You can run an MCP server locally or host it remotely. Below is an example configuration for running one from your local machine:

1// mcpConfig.json
2{
3  "mcpServers": {
4    "stocks": {
5      "command": "/opt/homebrew/bin/uv",
6      "args": [
7        "--directory",
8        "/Users/michael/projects/stocks",
9        "run",
10        "stocks"
11      ]
12    }
13  }
14}

MCP Clients#

This is where things become more interesting. An MCP client is an application like Cursor, Claude Desktop, or VS Code that can connect to one or more MCP servers.

Important note: When we talk about “clients” here, we are referring to local applications that connect to MCP servers. This is different from the traditional client-server architecture. In this context, the client is your development environment or agent interface that interacts with your own local or remote MCP setup.

End-to-End Flow (With MCP)#

Imagine typing the following into your MCP-aware development environment, such as Cursor:

“What is the latest ticker price for AAPL?”

Here is what happens behind the scenes:

  1. The user sends a prompt to the LLM client.
  2. The client queries all connected MCP servers to discover available tools.
  3. The language model selects the appropriate tool, such as get_stock_price, and determines the correct parameters.
  4. The selected tool is invoked through the MCP server.
  5. The tool returns data, which the model uses to generate a complete response.
  6. The user receives a response that includes real-time data pulled from the tool.

All of this happens without needing to hardcode any conditional logic to match prompts to tool calls.

Why MCP Actually Matters#

While it has always been possible to implement something like this manually, MCP provides a consistent and reliable standard that saves time and reduces complexity.

Here are a few reasons it matters:

  • Standardization: You no longer need to invent your own tool discovery logic.
  • Reusability: Tools can be shared and reused across different applications.
  • Developer Experience: You define once and use it everywhere.
  • Scalability: It makes it easier to build agentic workflows and use multiple tools in combination.

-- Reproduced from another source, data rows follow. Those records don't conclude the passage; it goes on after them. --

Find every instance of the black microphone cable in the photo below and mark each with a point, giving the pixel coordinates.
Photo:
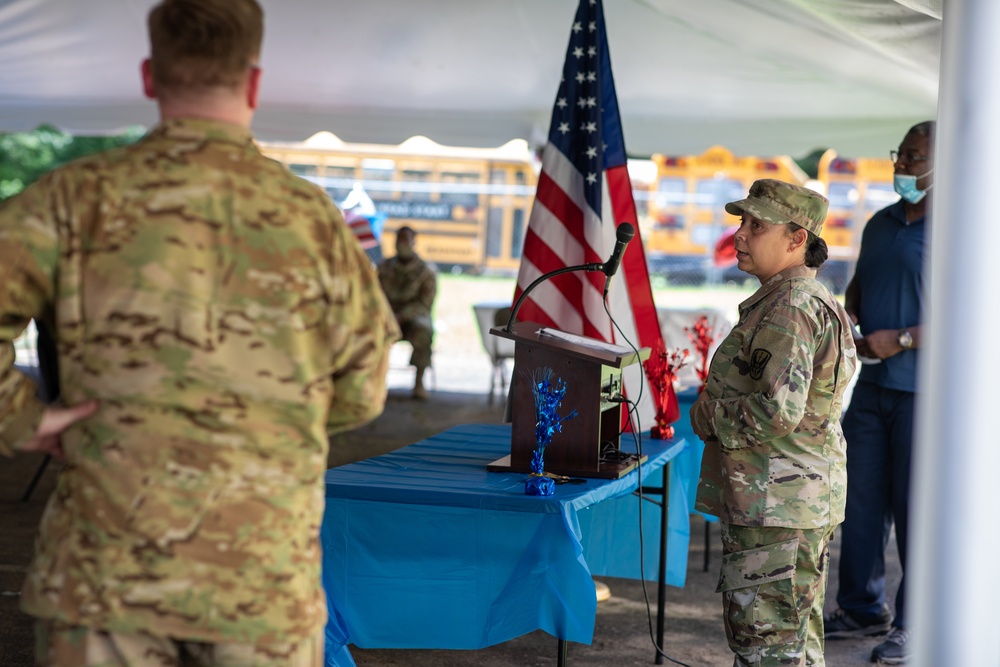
(633, 406)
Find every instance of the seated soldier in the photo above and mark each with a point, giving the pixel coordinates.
(410, 284)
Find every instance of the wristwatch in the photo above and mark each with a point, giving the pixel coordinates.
(905, 339)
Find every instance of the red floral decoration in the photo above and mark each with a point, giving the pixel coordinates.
(661, 371)
(702, 335)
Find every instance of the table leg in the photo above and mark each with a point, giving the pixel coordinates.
(661, 594)
(563, 653)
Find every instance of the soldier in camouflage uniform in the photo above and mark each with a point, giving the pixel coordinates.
(411, 285)
(774, 468)
(215, 321)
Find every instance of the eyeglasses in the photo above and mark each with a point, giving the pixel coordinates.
(909, 158)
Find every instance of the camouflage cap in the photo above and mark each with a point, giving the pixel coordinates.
(778, 202)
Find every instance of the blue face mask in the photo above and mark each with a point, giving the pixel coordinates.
(906, 187)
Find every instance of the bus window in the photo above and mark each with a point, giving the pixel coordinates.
(304, 170)
(717, 192)
(842, 195)
(879, 196)
(671, 196)
(494, 232)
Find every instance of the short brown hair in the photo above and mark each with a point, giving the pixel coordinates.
(204, 43)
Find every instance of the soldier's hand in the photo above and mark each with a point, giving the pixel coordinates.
(55, 420)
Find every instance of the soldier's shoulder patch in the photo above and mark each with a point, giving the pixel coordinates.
(758, 362)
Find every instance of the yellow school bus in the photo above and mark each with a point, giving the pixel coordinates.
(856, 188)
(469, 206)
(686, 209)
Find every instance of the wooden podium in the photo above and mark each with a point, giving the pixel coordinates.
(588, 444)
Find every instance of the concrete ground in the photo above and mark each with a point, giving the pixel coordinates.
(694, 632)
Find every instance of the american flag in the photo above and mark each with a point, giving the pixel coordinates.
(583, 189)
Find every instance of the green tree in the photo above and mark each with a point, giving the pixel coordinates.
(24, 156)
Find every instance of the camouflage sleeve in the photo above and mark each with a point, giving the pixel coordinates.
(780, 366)
(363, 330)
(28, 255)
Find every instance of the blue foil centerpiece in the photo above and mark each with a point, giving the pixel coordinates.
(548, 395)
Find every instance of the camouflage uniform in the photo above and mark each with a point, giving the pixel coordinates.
(227, 320)
(774, 466)
(411, 287)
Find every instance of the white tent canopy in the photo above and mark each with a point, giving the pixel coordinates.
(758, 76)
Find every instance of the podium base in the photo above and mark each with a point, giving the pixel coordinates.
(607, 469)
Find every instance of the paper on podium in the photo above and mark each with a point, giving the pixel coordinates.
(592, 343)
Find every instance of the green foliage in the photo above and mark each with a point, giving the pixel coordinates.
(24, 156)
(810, 163)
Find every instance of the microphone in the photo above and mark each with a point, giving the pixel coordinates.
(625, 233)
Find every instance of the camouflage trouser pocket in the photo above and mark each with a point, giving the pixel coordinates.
(758, 595)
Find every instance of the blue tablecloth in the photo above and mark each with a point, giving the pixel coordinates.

You can think of this as a step up from hardcoded function calls to a plugin-style ecosystem where tools can be composed, reused, and discovered on demand.

What MCP Is Not#

Just to be clear, MCP is not the following:

  • It is not a plugin marketplace
  • It is not hosted infrastructure
  • It is not tied to any single model or provider

MCP is a protocol. It provides a common way for models, tools, and environments to communicate. Anyone can implement it, and projects like FastMCP already make it easy to get started.

Getting Started#

If you want to explore MCP for yourself, here are a few helpful links:

Final Thoughts#

If you have ever hacked together a few function calls to make your language model do something useful, like query a database, check the weather, or pull stock prices, you have probably felt both the power and the friction. It works, but it takes time, structure, and often a lot of glue code.

What MCP brings to the table is not magic. It is clarity. It gives me a simple and shared way to expose tools and allows language models to use them without needing a custom setup every time.

For me, this is about lowering the barrier to building practical and extensible systems with language models. Whether you are tinkering on a weekend project or building something for production, MCP makes the process a little smoother—and that makes a difference (plus the off-the-shelf ecosystem a standard enables).